I think the notes people include in their recipes make them more personal. If I write a note myself about a recipe, it will always be written in purple.

Tuesday, July 24, 2012

Spanish Chopped Summer Salad

Spanish Chopped Summer Salad

Recipe By : Joyce Goldstein
Serving Size : 6

1/4 cup red wine vinegar
2 tablespoons fresh lemon juice
3 large garlic cloves -- minced
1 serrano chile -- minced
1/4 cup plus 2 tablespoons extra-virgin olive oil
Salt and freshly ground pepper
4 large tomatoes -- (about 2 pounds), peeled, seeded and coarsely chopped
2 medium cucumbers -- peeled, seeded and coarsely chopped
1 medium red onion -- finely chopped
1 small red bell pepper -- coarsely chopped
1 small green bell pepper -- coarsely chopped
1 pound romaine hearts -- coarsely chopped
1/2 cup coarsely chopped flat-leaf parsley
1/2 cup coarsely chopped mint
1 cup oil-cured black olives -- (about 1/4 pound), halved and pitted
1/2 cup finely chopped baked ham or Serrano ham -- (1/4 pound)
2 hard-cooked eggs -- peeled and coarsely chopped

This salad appears in endless variations around the Mediterranean. If you
replace the ham and hard-cooked eggs with feta cheese and marinated sardines or anchovies, you have the Turkish version.

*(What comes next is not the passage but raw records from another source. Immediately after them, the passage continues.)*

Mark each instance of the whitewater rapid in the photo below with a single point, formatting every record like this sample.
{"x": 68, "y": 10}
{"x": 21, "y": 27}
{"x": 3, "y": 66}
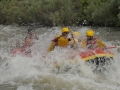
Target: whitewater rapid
{"x": 40, "y": 73}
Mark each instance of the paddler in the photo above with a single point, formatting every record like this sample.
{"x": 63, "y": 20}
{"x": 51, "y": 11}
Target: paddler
{"x": 61, "y": 40}
{"x": 92, "y": 42}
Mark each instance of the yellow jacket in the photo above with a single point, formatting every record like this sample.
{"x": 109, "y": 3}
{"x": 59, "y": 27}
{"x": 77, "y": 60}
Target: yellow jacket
{"x": 58, "y": 41}
{"x": 98, "y": 42}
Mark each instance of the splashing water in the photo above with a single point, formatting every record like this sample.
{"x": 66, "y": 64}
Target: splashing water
{"x": 42, "y": 73}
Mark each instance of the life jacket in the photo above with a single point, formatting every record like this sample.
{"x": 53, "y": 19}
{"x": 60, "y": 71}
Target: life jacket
{"x": 92, "y": 44}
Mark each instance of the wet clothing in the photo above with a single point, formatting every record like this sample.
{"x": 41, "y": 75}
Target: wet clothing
{"x": 59, "y": 41}
{"x": 94, "y": 43}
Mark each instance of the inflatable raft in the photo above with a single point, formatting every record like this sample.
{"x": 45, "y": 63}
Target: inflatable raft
{"x": 97, "y": 56}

1. In a small bowl, combine the vinegar with the lemon juice, garlic and
chile. Whisk in the olive oil and season with salt and pepper to make a
dressing.

2. In a large bowl, combine the tomatoes with the cucumbers, onion, bell
peppers, romaine, parsley and mint. Add the dressing, season with salt and pepper and toss gently. Transfer the salad to a large platter and scatter
the olives, ham and chopped eggs on top. Serve immediately.

SERVINGS: 6

WINE RECOMMENDATION: A tangy white with bite and some oak will match the bold flavors of this salad. A traditional Spanish white, such as the 1998 Bodegas Montecillo Rioja Blanco Vi?a Cumbrero or the 1998 Torres Chardonnay.